On me prend pour une curiosité…

•CuriositéL
               
 
                Le jour où je serai hospitalisé à Bordet en cancérologie parce que j'aurai pas eu le bonheur de disparaître d'une crise cardiaque à temps, j'emporterai avec moi  un rouleau à tarte. Le premier qui me regardera d'un air compassionnel en me disant "comment va notre petit malade aujourd'hui?", risque de se prendre un coup de gourdin pour manque de respect. Le coiffeur qui m'a adressé la parole en m'appelant "Monsieur Marc" s'en souvient encore! Le distributeur de billets qui a le culot de me dire "retrait accepté" quand il ne fait que me rendre mon pognon risque aussi de prendre un coup de gourdin sur la devanture un de ces jours! Bref, j'aime qu'on me traite convenablement.

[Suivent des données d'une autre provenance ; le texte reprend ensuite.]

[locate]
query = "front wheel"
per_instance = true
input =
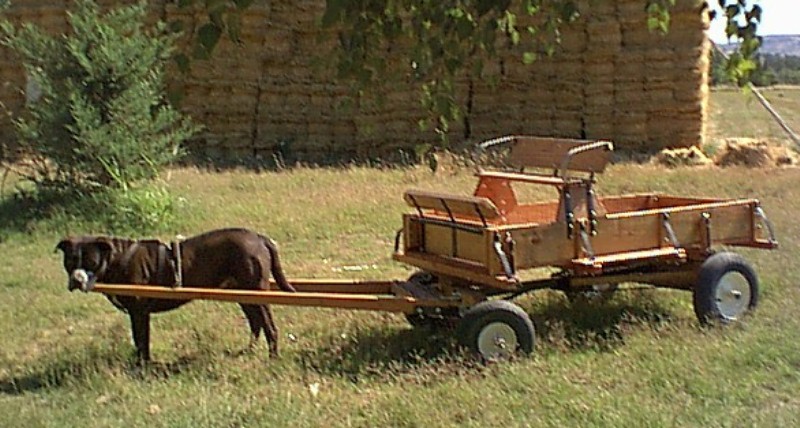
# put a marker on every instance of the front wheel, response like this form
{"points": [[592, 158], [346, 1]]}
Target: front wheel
{"points": [[496, 330], [726, 289]]}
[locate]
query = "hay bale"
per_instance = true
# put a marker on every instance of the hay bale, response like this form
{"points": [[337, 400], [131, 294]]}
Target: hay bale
{"points": [[691, 156], [754, 153]]}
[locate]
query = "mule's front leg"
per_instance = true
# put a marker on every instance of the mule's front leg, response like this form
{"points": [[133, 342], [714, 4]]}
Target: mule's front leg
{"points": [[140, 326]]}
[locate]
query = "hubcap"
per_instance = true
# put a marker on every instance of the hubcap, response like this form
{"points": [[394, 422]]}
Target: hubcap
{"points": [[733, 295], [497, 340]]}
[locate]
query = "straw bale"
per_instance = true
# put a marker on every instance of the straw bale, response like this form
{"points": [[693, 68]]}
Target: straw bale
{"points": [[574, 39], [691, 156], [688, 5]]}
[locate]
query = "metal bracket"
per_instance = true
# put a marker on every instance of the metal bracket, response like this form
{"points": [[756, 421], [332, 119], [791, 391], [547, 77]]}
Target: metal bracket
{"points": [[763, 216], [586, 243], [590, 208], [498, 249], [706, 218], [568, 214], [673, 239], [176, 252]]}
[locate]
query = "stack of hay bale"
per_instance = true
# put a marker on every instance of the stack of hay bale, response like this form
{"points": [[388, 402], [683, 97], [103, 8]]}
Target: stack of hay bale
{"points": [[276, 94]]}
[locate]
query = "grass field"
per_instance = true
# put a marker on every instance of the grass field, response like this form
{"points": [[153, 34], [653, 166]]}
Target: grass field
{"points": [[640, 360]]}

Notez, mon petit-fils, à trois ans et huit mois aussi se plaignait de la façon dont on lui parle… Un jour, il m'écoutait, amusé, dire que si les montagnes étaient cassées au-dessus c'est parce que la lune roulait dessus, parfois. Tu me crois? Non, me répondit-il du tac au tac! Puis: tu me racontes des histoires de bébé! Mais tu ne m'auras pas! Un réaliste, celui-là!

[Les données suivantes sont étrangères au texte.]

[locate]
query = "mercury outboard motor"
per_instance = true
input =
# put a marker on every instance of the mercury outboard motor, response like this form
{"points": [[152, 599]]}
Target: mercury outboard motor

C'est de famille. Ma mère de quatre-vingts trois ans me dit: "on me prend pour une curiosité, on me parle comme à ton petit fils de trois ans!". Sa doctoresse de 55 ans s'étonnait hier qu'elle saute de la table d'examen sans aide: "ah, vous êtes déjà debout! Et sans aide!"… Etonnée la toubib.  Puis, elle l'a présentée à son assistante en disant qu'elle avait quatre-vingts ans passés et toute sa tête! (C'est vrai, ma mère a toute sa tête… C'est même ça le problème, à son âge… Mais je suis mauvaise langue). Elle n'était pas contente, ma mère! Vous commencez à voir?

Je suis toujours consterné, quand je vais dans un home pour personnes âgées, d'entendre le personnel soignant parler aux gens comme à des enfants. Devenir incontinent, déjà, ça doit être profondément humiliant. Mais être traité comme un toutou alors qu'il ne nous reste plus que la dignité, ça doit être terrible. C'est sans doute pourquoi beaucoup de personnes âgées s'accrochent à la coquetterie, à leur permanente, aux belles manières et à la cravate, voire à leurs décorations…

Voilà aussi pourquoi, certains trouvent encore la force de pincer les fesses des infirmières! Juste retour des choses! Et là, pour le coup; je m'y vois bien!